International Drug Users Day 2005


To acknowledge and celebrate 1st November as International Drug Users Day, drug user organisations from across Australia have organised a variety of events and activities in each state and territory.

“International Drug Users Day gives us a chance each year to highlight health, social, legal and human rights issues for people in our community who use illicit drugs” said Michael Lodge, President of the Australian Injecting & Illicit Drug Users League (AIVL). The most recent National Drug Strategy Household Survey conducted by the Australian Institute for Health and Welfare showed that in 2004 38.1% of Australians had ever used an illicit drug.
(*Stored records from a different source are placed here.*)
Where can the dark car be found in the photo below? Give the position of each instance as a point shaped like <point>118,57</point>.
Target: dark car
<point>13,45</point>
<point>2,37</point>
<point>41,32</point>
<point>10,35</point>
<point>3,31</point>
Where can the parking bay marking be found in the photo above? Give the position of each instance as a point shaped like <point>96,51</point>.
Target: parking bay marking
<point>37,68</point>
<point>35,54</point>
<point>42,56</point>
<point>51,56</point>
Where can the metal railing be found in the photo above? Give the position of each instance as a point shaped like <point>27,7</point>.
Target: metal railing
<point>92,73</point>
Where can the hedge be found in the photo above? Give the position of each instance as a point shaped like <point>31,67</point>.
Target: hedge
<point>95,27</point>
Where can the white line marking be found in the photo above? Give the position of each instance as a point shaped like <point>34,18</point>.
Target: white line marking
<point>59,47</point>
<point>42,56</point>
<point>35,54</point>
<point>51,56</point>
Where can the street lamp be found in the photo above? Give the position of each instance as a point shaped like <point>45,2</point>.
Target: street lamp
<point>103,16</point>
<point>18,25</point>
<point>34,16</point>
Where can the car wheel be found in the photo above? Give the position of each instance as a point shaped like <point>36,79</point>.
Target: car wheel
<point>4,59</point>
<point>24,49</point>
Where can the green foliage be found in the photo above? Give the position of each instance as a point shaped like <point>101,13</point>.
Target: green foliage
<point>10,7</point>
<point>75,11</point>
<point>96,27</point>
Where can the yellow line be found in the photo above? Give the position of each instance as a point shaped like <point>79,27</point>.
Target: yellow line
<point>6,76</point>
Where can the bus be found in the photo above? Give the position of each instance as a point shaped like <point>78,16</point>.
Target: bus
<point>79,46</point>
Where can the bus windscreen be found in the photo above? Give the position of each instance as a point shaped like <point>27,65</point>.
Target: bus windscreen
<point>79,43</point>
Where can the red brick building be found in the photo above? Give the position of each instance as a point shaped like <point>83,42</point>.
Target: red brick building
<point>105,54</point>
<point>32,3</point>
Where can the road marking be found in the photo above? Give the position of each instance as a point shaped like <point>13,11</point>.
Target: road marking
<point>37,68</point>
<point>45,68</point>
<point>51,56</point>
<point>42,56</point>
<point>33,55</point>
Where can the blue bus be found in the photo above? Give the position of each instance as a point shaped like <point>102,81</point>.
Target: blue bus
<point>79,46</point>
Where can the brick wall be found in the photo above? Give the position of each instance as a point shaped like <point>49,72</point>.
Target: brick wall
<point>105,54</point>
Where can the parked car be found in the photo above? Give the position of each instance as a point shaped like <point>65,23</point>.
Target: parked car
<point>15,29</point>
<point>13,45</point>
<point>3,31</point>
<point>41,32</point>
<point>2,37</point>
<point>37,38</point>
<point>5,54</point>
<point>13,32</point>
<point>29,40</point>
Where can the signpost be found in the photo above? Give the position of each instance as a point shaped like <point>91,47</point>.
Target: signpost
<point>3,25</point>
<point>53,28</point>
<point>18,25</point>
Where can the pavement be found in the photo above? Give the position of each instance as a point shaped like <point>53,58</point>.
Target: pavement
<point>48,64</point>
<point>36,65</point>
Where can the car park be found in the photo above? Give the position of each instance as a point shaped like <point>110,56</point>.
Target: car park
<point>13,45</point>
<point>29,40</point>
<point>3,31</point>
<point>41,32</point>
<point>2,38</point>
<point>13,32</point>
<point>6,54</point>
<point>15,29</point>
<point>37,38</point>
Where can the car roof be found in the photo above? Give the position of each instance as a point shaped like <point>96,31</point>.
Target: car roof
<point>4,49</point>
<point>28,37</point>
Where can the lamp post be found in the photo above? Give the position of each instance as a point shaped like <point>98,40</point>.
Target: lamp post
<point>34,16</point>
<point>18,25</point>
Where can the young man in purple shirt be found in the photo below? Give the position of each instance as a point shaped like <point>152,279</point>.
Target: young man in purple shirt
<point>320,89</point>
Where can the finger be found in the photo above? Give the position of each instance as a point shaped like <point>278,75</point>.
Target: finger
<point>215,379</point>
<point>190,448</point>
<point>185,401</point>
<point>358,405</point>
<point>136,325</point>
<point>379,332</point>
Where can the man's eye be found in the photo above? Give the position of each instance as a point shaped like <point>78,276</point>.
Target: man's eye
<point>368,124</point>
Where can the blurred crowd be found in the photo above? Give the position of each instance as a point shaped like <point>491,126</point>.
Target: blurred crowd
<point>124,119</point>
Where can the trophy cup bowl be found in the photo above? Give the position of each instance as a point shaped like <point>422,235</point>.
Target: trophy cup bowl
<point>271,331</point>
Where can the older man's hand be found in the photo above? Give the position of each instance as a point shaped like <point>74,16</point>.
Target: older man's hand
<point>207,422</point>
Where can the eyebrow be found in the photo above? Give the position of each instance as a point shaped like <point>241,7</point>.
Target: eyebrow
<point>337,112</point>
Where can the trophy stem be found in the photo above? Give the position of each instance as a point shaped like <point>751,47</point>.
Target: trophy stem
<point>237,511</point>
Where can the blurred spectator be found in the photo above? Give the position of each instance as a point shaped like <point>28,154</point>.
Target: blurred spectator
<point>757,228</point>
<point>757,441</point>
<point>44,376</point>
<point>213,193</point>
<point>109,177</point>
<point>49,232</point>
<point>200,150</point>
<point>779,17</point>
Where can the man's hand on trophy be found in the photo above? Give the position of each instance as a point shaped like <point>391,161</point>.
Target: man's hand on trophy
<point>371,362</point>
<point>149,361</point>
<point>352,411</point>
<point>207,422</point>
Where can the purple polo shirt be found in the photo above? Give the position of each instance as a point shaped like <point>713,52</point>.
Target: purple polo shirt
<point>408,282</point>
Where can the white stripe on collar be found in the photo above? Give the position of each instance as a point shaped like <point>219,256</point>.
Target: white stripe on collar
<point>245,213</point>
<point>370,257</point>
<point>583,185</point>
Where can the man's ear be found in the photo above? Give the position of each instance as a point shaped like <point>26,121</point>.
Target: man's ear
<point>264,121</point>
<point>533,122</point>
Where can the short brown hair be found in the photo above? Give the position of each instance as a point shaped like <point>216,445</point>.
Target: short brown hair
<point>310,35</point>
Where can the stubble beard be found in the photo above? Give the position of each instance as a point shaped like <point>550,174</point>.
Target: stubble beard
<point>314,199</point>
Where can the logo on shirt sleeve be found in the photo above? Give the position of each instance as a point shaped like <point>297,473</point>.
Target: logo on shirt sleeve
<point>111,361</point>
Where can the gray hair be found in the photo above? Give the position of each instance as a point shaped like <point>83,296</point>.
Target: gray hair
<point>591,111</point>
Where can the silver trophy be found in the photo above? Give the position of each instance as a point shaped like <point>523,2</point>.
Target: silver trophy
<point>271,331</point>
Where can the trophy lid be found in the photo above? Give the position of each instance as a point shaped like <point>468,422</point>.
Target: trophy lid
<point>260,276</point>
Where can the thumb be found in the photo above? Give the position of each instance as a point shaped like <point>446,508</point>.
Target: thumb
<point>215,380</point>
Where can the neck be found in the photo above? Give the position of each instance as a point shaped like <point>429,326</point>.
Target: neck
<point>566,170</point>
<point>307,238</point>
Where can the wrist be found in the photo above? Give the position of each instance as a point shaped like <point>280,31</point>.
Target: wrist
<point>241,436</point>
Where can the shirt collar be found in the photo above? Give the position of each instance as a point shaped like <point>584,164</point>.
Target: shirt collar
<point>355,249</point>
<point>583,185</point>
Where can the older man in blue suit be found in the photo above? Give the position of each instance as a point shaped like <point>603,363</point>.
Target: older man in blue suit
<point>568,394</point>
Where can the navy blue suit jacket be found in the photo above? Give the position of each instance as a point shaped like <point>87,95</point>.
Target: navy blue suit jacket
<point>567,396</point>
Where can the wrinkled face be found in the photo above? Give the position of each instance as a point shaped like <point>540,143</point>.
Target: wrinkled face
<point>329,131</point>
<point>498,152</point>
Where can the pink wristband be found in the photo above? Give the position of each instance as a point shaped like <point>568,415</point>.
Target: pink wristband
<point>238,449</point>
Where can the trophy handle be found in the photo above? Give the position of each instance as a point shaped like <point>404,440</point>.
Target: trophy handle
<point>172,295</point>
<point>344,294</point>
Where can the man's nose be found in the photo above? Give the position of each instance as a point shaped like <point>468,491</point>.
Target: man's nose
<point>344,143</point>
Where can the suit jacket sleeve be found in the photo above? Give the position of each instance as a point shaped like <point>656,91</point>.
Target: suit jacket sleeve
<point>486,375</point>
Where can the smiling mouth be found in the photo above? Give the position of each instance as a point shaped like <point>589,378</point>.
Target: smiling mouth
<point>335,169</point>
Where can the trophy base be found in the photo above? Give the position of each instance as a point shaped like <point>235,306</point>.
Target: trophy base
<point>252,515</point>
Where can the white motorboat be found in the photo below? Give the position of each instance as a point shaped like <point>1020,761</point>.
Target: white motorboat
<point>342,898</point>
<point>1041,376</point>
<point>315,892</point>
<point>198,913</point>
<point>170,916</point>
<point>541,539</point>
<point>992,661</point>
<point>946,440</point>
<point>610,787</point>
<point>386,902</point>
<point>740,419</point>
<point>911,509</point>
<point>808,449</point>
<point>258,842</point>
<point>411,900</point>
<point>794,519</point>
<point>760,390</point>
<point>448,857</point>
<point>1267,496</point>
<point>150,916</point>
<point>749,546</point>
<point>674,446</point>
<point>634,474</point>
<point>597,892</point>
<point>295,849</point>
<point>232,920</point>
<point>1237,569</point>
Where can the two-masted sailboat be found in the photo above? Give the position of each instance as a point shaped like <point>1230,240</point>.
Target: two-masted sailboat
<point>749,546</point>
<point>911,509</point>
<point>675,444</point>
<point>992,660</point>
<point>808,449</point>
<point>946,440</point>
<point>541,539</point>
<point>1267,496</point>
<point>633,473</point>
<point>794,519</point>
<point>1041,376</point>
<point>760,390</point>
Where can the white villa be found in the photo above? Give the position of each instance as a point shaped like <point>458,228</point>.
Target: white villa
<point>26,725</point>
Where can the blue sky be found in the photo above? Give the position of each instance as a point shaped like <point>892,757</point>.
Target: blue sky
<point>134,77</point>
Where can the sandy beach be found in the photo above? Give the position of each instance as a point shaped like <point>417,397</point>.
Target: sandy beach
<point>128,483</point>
“This shows that when we are talking about people who use illicit drugs, we are not talking about a small number of people. We are talking about a significant proportion of the Australian population. People we know. People who are part of our community” added Mr. Lodge.

While the issues faced by different types of illicit drug users vary significantly depending on the drug used, frequency of use and prevailing community attitudes towards particular drugs, all people who use illicit drugs experience discrimination, stigma and unnecessary health problems as a consequence of the current government policies and laws in relation to illicit drugs.

“As a community we really need to ask ourselves whether we are prepared to pay to the increasingly high price in lives lost, money wasted and human rights violations associated with the global war on drugs. In reality it is a war on people. A war on our communities” stated Mr. Lodge.

The first ‘International’ Drug Users Day was organised and held on 1 November 1999 by Project LSD the national drug users’ organisation in the Netherlands. In 2004 over ten countries participated in International Drug Users Day including the Netherlands, Germany, England, Ireland, Demark, Belgium, France, Spain, Slovenia, Russia and Australia.

Theo van Dam from Project LSD describes the value of International Drug Users Day in the following way “Drug users have found this day very valuable. At least for one day in the year, there are no people looking at you with disdain, and one feels accepted as a 'human being', so to speak.”

As the national organisation AIVL is seeking media coverage of the day to raise the profile of issues for illicit drug users in the Australian community.